Lack of a visual glue line is what the furniture industry has wanted to see for years, or in other words what it didn’t want to see. There have been a number of different approaches over the years. The results can be evaluated differently.
However, hotmelts for the edgebanding of panels are based on ethylene vinyl acetate (EVA), polyolefin (APAO) or polyamide (PA). They seem unable to fulfill the requirements concerning an invisible glue line on a permanent basis. One important aspect is that during the edgebanding process, the glue line appears to be completely closed – this can generally be assumed when processed correctly.
Over time, at the latest when in daily use by the end customer, environmental influences such as dust, household cleaners, humidity in the room and temperature changes penetrate the formerly closed joint causing even a minimal joint opening to stand out depending on lighting conditions. It is also true that the so called rubber effect plays a role.

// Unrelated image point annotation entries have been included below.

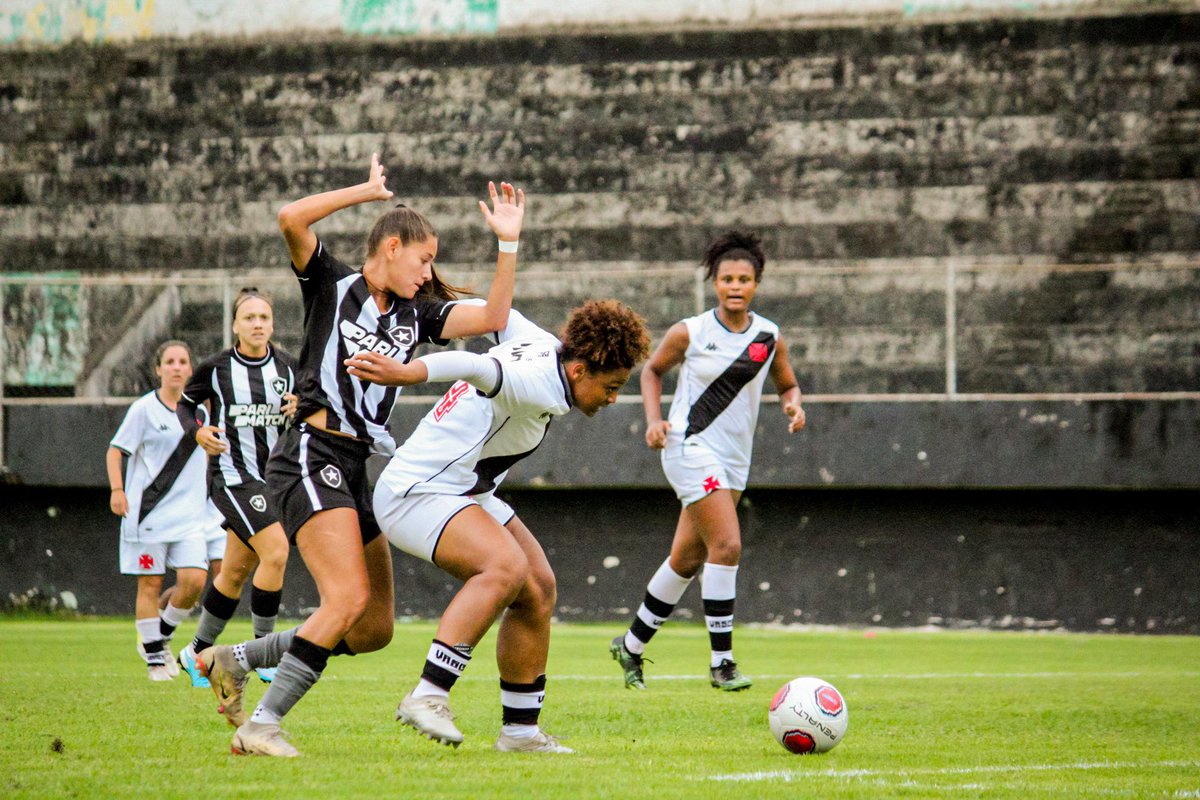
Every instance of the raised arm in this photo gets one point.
(480, 371)
(666, 358)
(298, 217)
(504, 218)
(787, 388)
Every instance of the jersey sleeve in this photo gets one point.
(132, 431)
(431, 318)
(531, 383)
(190, 409)
(322, 269)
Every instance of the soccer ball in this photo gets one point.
(808, 716)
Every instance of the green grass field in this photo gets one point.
(931, 715)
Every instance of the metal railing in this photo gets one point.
(683, 284)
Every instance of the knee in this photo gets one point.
(539, 594)
(510, 572)
(725, 551)
(347, 606)
(275, 560)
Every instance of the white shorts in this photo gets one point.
(415, 523)
(695, 470)
(155, 558)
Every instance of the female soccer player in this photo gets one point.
(247, 391)
(725, 355)
(436, 499)
(160, 499)
(316, 475)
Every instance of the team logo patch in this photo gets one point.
(331, 475)
(799, 741)
(403, 335)
(829, 701)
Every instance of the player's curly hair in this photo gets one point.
(605, 335)
(735, 246)
(411, 226)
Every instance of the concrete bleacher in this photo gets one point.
(873, 158)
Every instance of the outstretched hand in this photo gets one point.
(377, 368)
(378, 180)
(507, 212)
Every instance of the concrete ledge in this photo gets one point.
(1135, 444)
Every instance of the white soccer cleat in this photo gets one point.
(262, 739)
(190, 663)
(227, 680)
(172, 666)
(431, 716)
(539, 743)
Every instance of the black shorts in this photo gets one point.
(246, 507)
(311, 470)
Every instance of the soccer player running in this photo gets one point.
(160, 499)
(437, 499)
(316, 475)
(247, 390)
(724, 356)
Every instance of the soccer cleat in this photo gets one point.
(431, 716)
(190, 663)
(169, 659)
(727, 678)
(630, 662)
(262, 739)
(227, 680)
(539, 743)
(157, 672)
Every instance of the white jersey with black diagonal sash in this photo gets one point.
(720, 385)
(246, 397)
(468, 441)
(342, 318)
(165, 476)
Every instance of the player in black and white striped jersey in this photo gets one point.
(247, 389)
(317, 474)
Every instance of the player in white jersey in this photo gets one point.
(316, 475)
(437, 499)
(161, 499)
(724, 356)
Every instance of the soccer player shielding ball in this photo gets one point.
(724, 356)
(497, 411)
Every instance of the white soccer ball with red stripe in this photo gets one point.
(808, 715)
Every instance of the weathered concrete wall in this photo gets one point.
(118, 20)
(873, 158)
(1080, 560)
(1128, 444)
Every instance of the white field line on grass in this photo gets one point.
(808, 775)
(984, 675)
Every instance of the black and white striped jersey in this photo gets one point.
(720, 385)
(341, 319)
(246, 396)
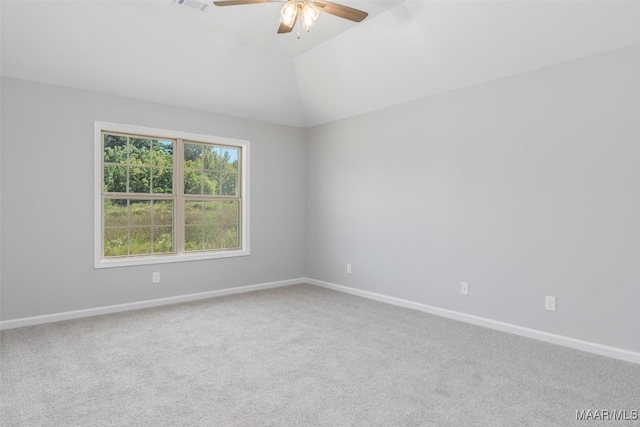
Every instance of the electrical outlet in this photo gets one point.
(550, 303)
(464, 288)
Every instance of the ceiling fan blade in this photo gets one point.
(342, 11)
(237, 2)
(282, 29)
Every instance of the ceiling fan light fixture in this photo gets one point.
(310, 14)
(289, 13)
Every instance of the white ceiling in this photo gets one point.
(231, 61)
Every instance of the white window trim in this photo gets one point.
(100, 262)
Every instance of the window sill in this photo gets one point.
(165, 259)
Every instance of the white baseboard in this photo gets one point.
(600, 349)
(76, 314)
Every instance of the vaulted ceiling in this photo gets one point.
(231, 61)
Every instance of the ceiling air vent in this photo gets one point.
(193, 4)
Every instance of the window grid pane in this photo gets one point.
(139, 199)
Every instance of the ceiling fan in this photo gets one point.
(304, 12)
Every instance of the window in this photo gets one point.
(166, 196)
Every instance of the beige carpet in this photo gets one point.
(299, 356)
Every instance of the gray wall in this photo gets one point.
(47, 203)
(524, 187)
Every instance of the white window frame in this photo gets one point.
(242, 145)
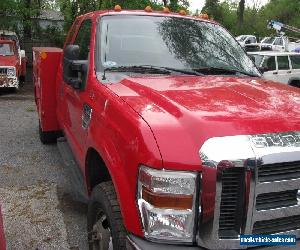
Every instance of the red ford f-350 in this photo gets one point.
(178, 141)
(11, 70)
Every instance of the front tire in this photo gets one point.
(105, 223)
(47, 137)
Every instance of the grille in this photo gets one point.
(277, 225)
(276, 200)
(232, 199)
(3, 71)
(279, 171)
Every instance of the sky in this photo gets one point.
(198, 4)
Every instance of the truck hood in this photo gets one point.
(184, 111)
(8, 61)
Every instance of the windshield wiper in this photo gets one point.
(150, 68)
(216, 70)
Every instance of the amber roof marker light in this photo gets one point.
(148, 9)
(117, 8)
(182, 12)
(204, 16)
(166, 10)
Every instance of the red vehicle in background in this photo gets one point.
(12, 67)
(165, 119)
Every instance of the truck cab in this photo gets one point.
(165, 119)
(10, 68)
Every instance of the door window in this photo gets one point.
(269, 63)
(295, 60)
(283, 63)
(83, 39)
(72, 31)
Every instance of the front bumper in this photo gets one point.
(9, 82)
(135, 243)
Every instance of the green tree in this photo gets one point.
(213, 9)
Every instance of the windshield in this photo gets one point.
(172, 42)
(269, 40)
(6, 49)
(241, 38)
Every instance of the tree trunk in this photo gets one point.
(241, 11)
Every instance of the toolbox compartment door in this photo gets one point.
(45, 65)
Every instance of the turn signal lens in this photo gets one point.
(167, 201)
(178, 202)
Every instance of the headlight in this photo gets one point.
(11, 72)
(166, 201)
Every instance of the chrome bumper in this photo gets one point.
(249, 154)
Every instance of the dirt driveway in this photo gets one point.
(38, 211)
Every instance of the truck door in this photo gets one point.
(76, 100)
(284, 70)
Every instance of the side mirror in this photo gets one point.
(263, 69)
(74, 70)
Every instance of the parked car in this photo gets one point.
(10, 67)
(279, 43)
(281, 67)
(246, 39)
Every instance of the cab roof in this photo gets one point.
(96, 14)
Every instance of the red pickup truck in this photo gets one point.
(179, 142)
(12, 67)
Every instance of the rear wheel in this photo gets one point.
(47, 137)
(105, 224)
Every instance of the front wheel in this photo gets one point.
(47, 137)
(105, 223)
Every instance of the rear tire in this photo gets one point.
(47, 137)
(104, 222)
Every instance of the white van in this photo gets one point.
(281, 67)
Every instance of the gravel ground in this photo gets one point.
(37, 207)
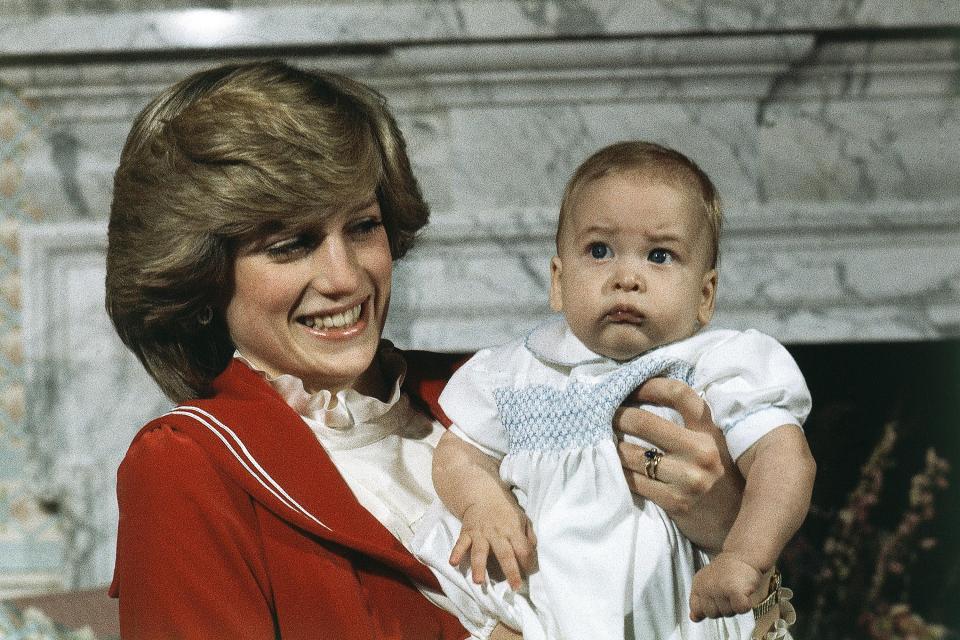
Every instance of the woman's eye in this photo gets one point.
(289, 248)
(660, 256)
(600, 250)
(367, 226)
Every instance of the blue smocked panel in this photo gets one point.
(545, 418)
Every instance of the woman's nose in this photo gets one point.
(336, 268)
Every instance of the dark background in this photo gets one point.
(857, 389)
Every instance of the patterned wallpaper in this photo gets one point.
(29, 536)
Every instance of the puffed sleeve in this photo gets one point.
(752, 385)
(468, 401)
(188, 564)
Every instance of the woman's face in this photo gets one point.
(313, 305)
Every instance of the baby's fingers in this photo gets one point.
(503, 551)
(460, 549)
(479, 552)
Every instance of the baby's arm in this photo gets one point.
(468, 482)
(779, 471)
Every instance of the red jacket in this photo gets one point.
(234, 523)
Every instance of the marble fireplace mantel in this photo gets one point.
(833, 133)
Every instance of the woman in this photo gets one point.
(257, 211)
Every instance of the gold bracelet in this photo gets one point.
(772, 599)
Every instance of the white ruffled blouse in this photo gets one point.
(383, 450)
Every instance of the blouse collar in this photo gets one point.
(349, 419)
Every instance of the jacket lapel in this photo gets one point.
(267, 448)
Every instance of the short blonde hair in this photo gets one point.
(653, 162)
(223, 158)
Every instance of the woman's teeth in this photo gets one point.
(335, 321)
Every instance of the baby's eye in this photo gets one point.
(600, 250)
(660, 256)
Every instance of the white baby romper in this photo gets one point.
(610, 565)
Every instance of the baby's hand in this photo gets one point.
(723, 588)
(500, 526)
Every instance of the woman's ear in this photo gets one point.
(556, 292)
(708, 296)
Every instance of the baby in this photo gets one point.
(635, 279)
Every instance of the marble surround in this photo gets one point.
(831, 129)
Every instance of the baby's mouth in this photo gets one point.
(626, 314)
(340, 320)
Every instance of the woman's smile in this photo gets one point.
(346, 322)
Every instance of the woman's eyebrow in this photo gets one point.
(365, 204)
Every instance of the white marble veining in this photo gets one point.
(390, 21)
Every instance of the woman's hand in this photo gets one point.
(697, 483)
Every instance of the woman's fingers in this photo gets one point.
(658, 431)
(668, 392)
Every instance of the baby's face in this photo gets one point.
(633, 268)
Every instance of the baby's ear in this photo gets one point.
(556, 291)
(708, 297)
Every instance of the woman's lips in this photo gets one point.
(340, 325)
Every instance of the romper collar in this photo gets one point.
(554, 343)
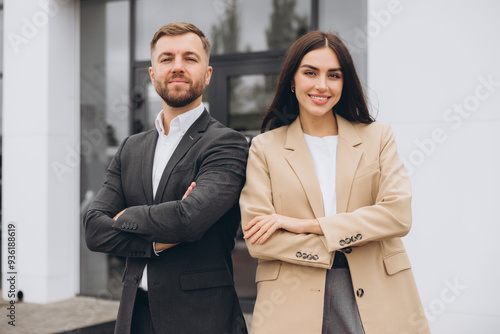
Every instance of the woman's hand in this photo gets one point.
(262, 227)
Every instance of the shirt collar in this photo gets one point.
(181, 122)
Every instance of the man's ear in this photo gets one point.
(151, 74)
(208, 75)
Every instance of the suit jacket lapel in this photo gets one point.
(299, 158)
(347, 161)
(192, 135)
(148, 152)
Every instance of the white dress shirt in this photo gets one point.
(165, 147)
(324, 155)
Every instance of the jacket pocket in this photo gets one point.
(397, 262)
(205, 279)
(267, 271)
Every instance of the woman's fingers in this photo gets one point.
(261, 227)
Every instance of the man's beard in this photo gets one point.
(178, 97)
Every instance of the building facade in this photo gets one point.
(74, 85)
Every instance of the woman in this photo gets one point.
(325, 204)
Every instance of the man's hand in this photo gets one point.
(161, 246)
(193, 184)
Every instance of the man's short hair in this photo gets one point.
(180, 28)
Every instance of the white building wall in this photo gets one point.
(41, 145)
(434, 74)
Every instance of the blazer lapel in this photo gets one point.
(192, 135)
(299, 158)
(148, 152)
(348, 157)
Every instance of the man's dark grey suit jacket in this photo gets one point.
(190, 285)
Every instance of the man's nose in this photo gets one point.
(178, 66)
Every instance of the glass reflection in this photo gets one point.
(230, 25)
(249, 97)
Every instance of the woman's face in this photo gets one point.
(318, 82)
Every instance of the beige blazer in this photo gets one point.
(373, 205)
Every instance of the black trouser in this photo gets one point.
(141, 318)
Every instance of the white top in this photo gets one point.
(165, 147)
(324, 155)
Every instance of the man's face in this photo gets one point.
(180, 70)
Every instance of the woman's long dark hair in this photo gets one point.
(285, 108)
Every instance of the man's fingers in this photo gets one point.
(190, 188)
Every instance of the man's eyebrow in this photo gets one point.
(187, 53)
(336, 69)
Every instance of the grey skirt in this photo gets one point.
(340, 315)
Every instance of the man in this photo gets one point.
(169, 202)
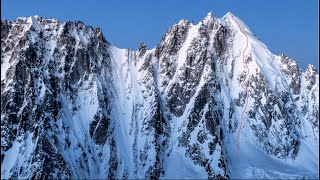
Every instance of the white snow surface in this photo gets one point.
(132, 101)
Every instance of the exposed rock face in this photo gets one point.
(74, 106)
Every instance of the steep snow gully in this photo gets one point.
(243, 86)
(74, 106)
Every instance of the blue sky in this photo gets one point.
(289, 26)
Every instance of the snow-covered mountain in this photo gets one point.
(75, 106)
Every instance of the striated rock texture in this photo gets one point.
(75, 106)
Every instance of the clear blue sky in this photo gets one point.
(289, 26)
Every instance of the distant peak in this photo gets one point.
(209, 18)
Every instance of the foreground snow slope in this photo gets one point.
(75, 106)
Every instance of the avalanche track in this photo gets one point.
(242, 85)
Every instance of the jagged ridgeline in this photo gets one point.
(75, 106)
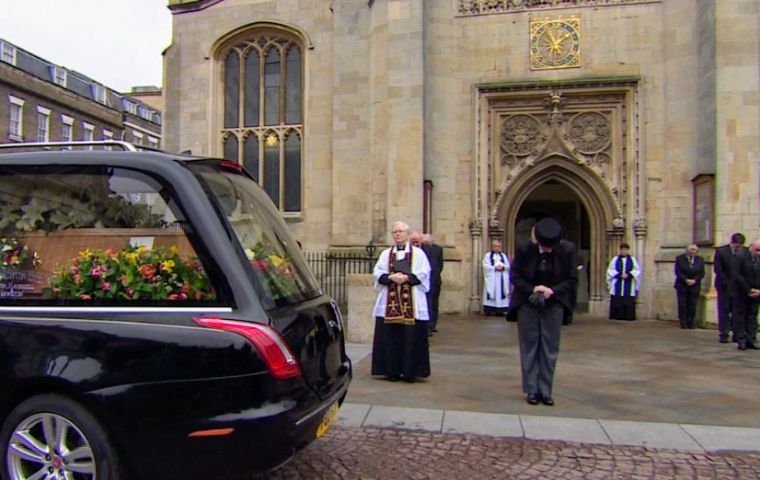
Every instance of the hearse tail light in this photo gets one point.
(280, 361)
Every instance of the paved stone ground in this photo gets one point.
(387, 454)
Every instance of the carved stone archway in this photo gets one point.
(582, 135)
(599, 205)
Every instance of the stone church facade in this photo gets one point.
(628, 120)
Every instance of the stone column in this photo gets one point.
(396, 58)
(476, 231)
(351, 133)
(737, 118)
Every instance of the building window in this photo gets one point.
(16, 119)
(67, 128)
(99, 93)
(145, 113)
(59, 75)
(108, 136)
(130, 107)
(263, 111)
(89, 133)
(43, 124)
(8, 54)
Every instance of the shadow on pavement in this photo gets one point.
(645, 371)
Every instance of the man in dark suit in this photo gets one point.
(723, 264)
(435, 257)
(746, 295)
(689, 270)
(544, 275)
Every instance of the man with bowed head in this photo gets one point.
(544, 275)
(402, 278)
(689, 271)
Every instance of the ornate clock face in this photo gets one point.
(555, 44)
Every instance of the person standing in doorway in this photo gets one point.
(723, 265)
(623, 275)
(543, 274)
(746, 296)
(402, 278)
(689, 271)
(496, 280)
(434, 253)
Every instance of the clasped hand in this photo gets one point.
(543, 290)
(398, 278)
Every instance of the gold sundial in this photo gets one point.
(555, 43)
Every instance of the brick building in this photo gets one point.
(41, 101)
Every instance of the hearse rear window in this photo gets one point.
(94, 235)
(279, 272)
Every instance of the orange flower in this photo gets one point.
(147, 271)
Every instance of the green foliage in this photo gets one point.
(26, 207)
(275, 271)
(134, 273)
(14, 254)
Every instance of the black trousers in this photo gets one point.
(725, 321)
(432, 297)
(744, 316)
(687, 305)
(539, 333)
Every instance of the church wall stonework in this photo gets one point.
(393, 97)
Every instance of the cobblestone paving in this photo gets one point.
(387, 454)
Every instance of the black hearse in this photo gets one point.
(157, 319)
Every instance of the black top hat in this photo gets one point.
(548, 232)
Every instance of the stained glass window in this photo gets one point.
(263, 111)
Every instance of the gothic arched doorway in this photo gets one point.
(553, 198)
(558, 186)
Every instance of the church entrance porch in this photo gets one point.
(570, 151)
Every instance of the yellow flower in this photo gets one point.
(276, 261)
(167, 266)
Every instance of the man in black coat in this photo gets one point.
(689, 270)
(723, 265)
(435, 257)
(544, 275)
(746, 295)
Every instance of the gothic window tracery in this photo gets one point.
(263, 111)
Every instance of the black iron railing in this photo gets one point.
(333, 268)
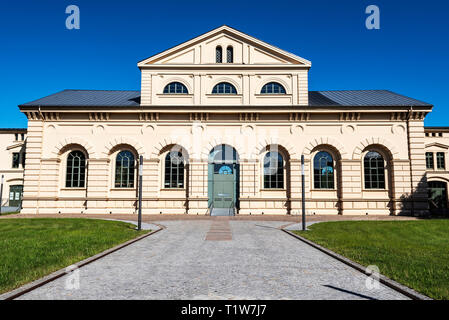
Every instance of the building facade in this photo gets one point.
(221, 122)
(12, 162)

The following effect is meant: if one repeatedly goes over the edge joint with their hand or a dusty, moist towel, it will appear somewhat darker due to dirt or grease.
This is especially impossible to avoid with lighter adhesives and panel materials. One thing is clear: this need not be the case. Modern adhesives from the above mentioned thermoplastic categories are formulated for these requirements and cope with them, however, only when processed under ideal conditions. There is no getting around this.
Another, although relatively more expensive approach, is to use laser technology to melt a matching colored plastic layer which has been pre-applied to the edge material and to directly bond. There’s no question that the glue line is of course somewhat more closed than with the classic bonding technology.
However, thermoplastics remain which have the above mentioned negative characteristics of rubber effect, although much less pronounced. A remark has to be made regarding this point: the edgeband cannot be welded with the panel. This is physically as well as chemically impossible, and this claim is misleading and false. In the meantime, the long-term behavior shows that edges applied with laser technology are critical regarding water and moisture resistance.
As for as the status of thermoplastics. Does an invisible glue line on a permanent basis remain a dream? No way!
The invisible glue line has been around for a long time! Where? At processors who correctly and promptly changed to polyurethane (PUR).
Kleiberit PUR HM 707.9 is definitely a classic concerning invisible glue line. It has been used for years and is trusted worldwide. Valued by workshops as well as industrial users. It is the solution for demanding requirements regarding glue line and bonding quality.
Without explicitly emphasising the invisible glue line, these manufactures have placed their products in the upper market segment. This market segment expects an invisible glue line as a sign of quality.
The rubber effect is unknown with Kleiberit PUR HM 707.9. Why? It is a reactive hotmelt which develops an extremely hard glue line. When correctly processed, it is also permanently water resistant.
The apparently effective advertising welding need not be considered, as Kleiberit PUR HM 707.9 develops a real chemical bond with the wood in the panel. And this can only be separated with excessive force. Usually it is actually the edge material which fails and the Kleiberit PUR HM 707.9 strong, invisible bond remains.